If the artists and dreamers of the local arts community had their way, the national media would swoop down and declare Seattle a Major Cultural Mecca, featuring it prominently and regularly in their coverage. Visitors would come from near and far, wallets at the ready, to buy unique and extremely collectible Seattle art.
First Thursdays would fill galleries with people clamoring for more than just free wine. Little red dots (denoting “Sold!”) would litter not only the paintings of Michelle Forsyth and Denzil Hurley, but works by underappreciated artists such as Dawn Cerny and Cat Clifford.
The city would require developers to build one affordable live/work space for every upscale condo put on the market. There would be an endless fount of generous grant money from Artist Trust and an array of new sources. Artists could actually afford to give up their day jobs, complete their work—and eat, too! The Seattle Arts Commission would be staffed by visionary and knowledgeable art lovers. The mayor would declare art the number one priority in the city.
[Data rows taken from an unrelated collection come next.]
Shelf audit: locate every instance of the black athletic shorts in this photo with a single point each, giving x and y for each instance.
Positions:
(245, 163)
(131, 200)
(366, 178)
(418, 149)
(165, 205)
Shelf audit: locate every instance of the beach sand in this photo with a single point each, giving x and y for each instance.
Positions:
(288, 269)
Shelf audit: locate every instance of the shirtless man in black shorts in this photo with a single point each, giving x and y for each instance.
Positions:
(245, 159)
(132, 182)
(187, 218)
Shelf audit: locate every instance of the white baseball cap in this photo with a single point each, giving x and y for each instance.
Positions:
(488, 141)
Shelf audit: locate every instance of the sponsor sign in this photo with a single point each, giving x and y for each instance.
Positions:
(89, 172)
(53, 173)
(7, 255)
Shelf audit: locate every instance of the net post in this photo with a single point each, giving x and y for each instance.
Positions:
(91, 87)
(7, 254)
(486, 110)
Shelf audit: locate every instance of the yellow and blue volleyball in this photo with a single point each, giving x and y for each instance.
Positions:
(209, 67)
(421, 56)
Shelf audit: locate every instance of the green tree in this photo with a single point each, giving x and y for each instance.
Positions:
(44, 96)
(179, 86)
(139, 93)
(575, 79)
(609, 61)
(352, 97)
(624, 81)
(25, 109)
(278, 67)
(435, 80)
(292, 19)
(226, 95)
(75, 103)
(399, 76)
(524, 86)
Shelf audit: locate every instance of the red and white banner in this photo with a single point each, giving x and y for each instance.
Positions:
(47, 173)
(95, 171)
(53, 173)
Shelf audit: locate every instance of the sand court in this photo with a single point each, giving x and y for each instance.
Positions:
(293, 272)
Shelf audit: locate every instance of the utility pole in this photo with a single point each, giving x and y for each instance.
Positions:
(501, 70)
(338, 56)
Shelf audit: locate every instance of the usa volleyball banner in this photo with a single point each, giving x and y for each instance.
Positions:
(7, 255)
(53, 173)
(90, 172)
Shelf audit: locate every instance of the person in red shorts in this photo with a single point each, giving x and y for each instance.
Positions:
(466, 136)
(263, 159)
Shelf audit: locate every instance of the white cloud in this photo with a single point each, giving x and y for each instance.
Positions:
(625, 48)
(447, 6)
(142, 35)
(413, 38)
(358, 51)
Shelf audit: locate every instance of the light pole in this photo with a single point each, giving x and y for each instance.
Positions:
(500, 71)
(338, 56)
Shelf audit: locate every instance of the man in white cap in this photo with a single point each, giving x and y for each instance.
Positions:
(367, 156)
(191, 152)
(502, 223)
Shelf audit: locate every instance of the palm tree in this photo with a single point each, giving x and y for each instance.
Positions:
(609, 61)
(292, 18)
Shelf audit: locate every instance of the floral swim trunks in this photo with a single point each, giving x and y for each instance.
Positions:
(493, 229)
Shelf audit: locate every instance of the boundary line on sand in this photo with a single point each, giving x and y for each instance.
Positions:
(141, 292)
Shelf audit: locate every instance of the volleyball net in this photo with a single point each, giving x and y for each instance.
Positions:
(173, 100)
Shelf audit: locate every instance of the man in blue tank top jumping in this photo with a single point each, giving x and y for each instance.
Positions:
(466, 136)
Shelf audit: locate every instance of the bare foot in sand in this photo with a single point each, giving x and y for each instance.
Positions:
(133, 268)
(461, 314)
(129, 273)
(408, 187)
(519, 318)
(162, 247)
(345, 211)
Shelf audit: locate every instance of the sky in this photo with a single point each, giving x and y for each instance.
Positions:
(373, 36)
And here’s where you come in: Ordinary people would buy art!
This is the earful I heard when I surveyed over 20 artists, art dealers, curators, and critics about Seattle’s arts scene. I asked eight questions about local trends, institutions, artists, and conditions, and received a range of answers that were thoughtful, sometimes humorous, and always passionate. In future editions of Seattle Weekly, we’ll delve into some of the issues they raised. In the meantime, here is a glimpse of what their Artopia would look like.
Many would like to see Seattle Art Museum offer bold, provocative, memorable shows that would leave people talking for months after they’ve closed. And many, like Howard House director Billy Howard, think, “The Frye and Robin Held are one of the best things going. The Frye is such a beautiful space, and Robin is doing ambitious shows.”
The city would have more art exhibit spaces like Suyama Space, which “offers the escape and room to actually contemplate the artwork that it contains [and] allows a single artist to install a single piece of work,” says Annie Han of Lead Pencil Studio, which recently installed a thought-provoking exhibit there. And we’d see more places like Western Bridge—”a venue that is architecturally and conceptually inspiring because it shows us important work from outside our community that contributes to the national and international contemporary art dialogue,” says Jess Van Nostrand, curator at Joe Bar in Capitol Hill—and like the avant-garde co-op gallery SOIL, “a blessedly mutating organism. You can’t second-guess where it will go,” according to longtime gallery owner Greg Kucera.
The Tashiro-Kaplan Building would continue to fill up with edgy galleries and artists, shifting the Seattle art epicenter eastward, revitalizing a once desolate corridor. It’s “a godsend to one of the areas in town that really needed an infusion of 24-hour residents,” says Kucera, whose gallery is located one block away.
The local news media would devote endless time, space, and money to covering the visual arts scene. Art critics would sign 20-year contracts requiring that they stay put and become experts on every emerging and descending artist, following their work throughout their careers.
There would be more public art like the three great stones of Michael Heizer’s Adjacent, Against, Upon at Myrtle Edwards Park. “It’s timeless, monumental, and endlessly suggestive. But mostly it isn’t sappy!” says Gallery 110’s Molly Norris Curtis. And we’d see more work to equal Sarah Sze’s swirling sculptural installation at McCaw Hall: “fabulously inventive and wonderfully ‘blue collar’ amid the very chic, very upscale opera house,” says Kucera. On the other hand, Waiting for the Interurban would be on permanent hiatus, if some people had their way.
Arts education in the schools and for the public would be increased. There would be “an aggressive commitment to and concern for undergraduate and graduate arts education,” dreams Western Bridge’s Eric Fredericksen. And public officials would free up more dollars for arts and artists. “It’s about time the city and county realized that artists are crucial to the cultural fabric,” says Kucera.
This, of course, is not the reality. Arts funding, housing, and education are all at various stages of crisis, depending on who you ask. (And if you want to add your two cents, e-mail me at the address below.)
But if artists don’t dream, who will?